Books/ GREATEST HITS 1981-2000
From the Author
In 2000 my longtime friend, poet Suzanne Rhodenbaugh, brought my work to the attention of Pudding House Publisher, Jennifer Bosveld. When Jennifer accepted me for inclusion in her GREATEST HITS chapbook series, she asked me to select twelve poems that had proved popular at readings and to write an introduction answering the two questions readers most frequently ask : What brought you to write? and How did each of these poems come into being? "About the Poems and the Author" is that introduction.
“About the Poems and the Author” -
An Introduction to Pamela Harrison Greatest Hits 1981-2000
(Pudding House Publications, Johnstown, OH, 2002)
By Pamela Harrison
I was born and raised on the wide dry plains of Oklahoma, a place where weather is a constant and vital concern—from the grinding ravages of drought to the immediate doom of tornado, lightning, and flash flood. There, the prairie runs far and flat to the western horizon, pressed by a vast and windy sky. People who live beneath that cataract of wind and light turn to leather and squint. My husband, a man of the north woods, feels desperate and exposed under that scouring sky. God’s eye, I call it, the eternal gaze of heaven. It shrinks one to a proper humility. Folks there talk plainly (if they talk at all), and their truths cut like flint.
A plains woman’s interest in outer weather soon coupled with my own childhood obsession: the secrets of my family’s inner weathers. I registered like a barometer minute changes of tone and heart in those I loved. By the sixth grade, I was fully determined to be a meteorologist, as serious and essential as the local celebrity on radio and TV whose word we awaited as though the very prophet spoke. Inaccurate forecasts, I learned, could cost a person’s life.

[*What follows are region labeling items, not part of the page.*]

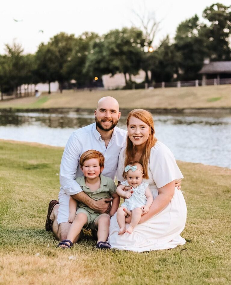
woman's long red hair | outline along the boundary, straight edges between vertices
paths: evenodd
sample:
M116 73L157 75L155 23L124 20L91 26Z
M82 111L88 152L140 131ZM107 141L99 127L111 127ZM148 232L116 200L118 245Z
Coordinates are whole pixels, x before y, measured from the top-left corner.
M131 117L134 117L148 125L150 128L151 133L147 140L145 147L141 156L140 162L143 167L143 178L148 179L148 165L150 157L151 149L155 145L157 141L157 139L154 136L155 130L154 129L154 122L151 113L143 109L135 109L129 113L127 119L127 126L128 128L129 120ZM125 167L129 163L134 160L134 156L136 154L136 149L133 143L128 137L127 139L126 147L125 149ZM125 178L125 173L124 172L123 176Z

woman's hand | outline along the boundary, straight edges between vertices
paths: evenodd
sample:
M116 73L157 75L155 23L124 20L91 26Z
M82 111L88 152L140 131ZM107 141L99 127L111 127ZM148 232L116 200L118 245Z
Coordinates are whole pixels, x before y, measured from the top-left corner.
M131 193L133 193L133 191L132 191L132 187L131 186L125 186L123 190L124 191L126 192L131 192Z
M124 211L127 214L125 218L125 222L127 224L130 224L131 220L131 212L125 208L124 209Z
M148 207L148 206L146 205L143 205L143 206L141 206L140 207L142 209L142 210L143 211L143 212L141 214L141 216L143 216L144 214L146 213L149 210L149 208Z
M124 198L125 199L129 199L131 196L131 194L130 192L125 192L123 194Z

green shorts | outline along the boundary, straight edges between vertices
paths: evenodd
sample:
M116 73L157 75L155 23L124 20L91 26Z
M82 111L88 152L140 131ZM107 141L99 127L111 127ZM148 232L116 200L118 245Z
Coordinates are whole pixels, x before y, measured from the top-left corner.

Years passed and my native interest in words and weather evolved into a love and need for poetry. Nothing else I knew could record the changes of season and light, mood and storm with comparable subtlety and satisfaction. I think Robert Frost said it right in his poem, “Tree at My Window”:
That day she put our heads together
Fate had her imagination about her,
Your head so much concerned with outer,
Mine with inner, weather.
I am a watcher by nature. Observation and reflection are my instinctive responses to change. Naturally, I married a man of action, a general practitioner (like my father) committed to serving the poor and underprivileged at home and abroad. Especially abroad. Accompanying him to the Arctic, Africa, the Caribbean, and Central America, I was often forced to reckon with both the limited store of my own practical gifts and the proper uses of words.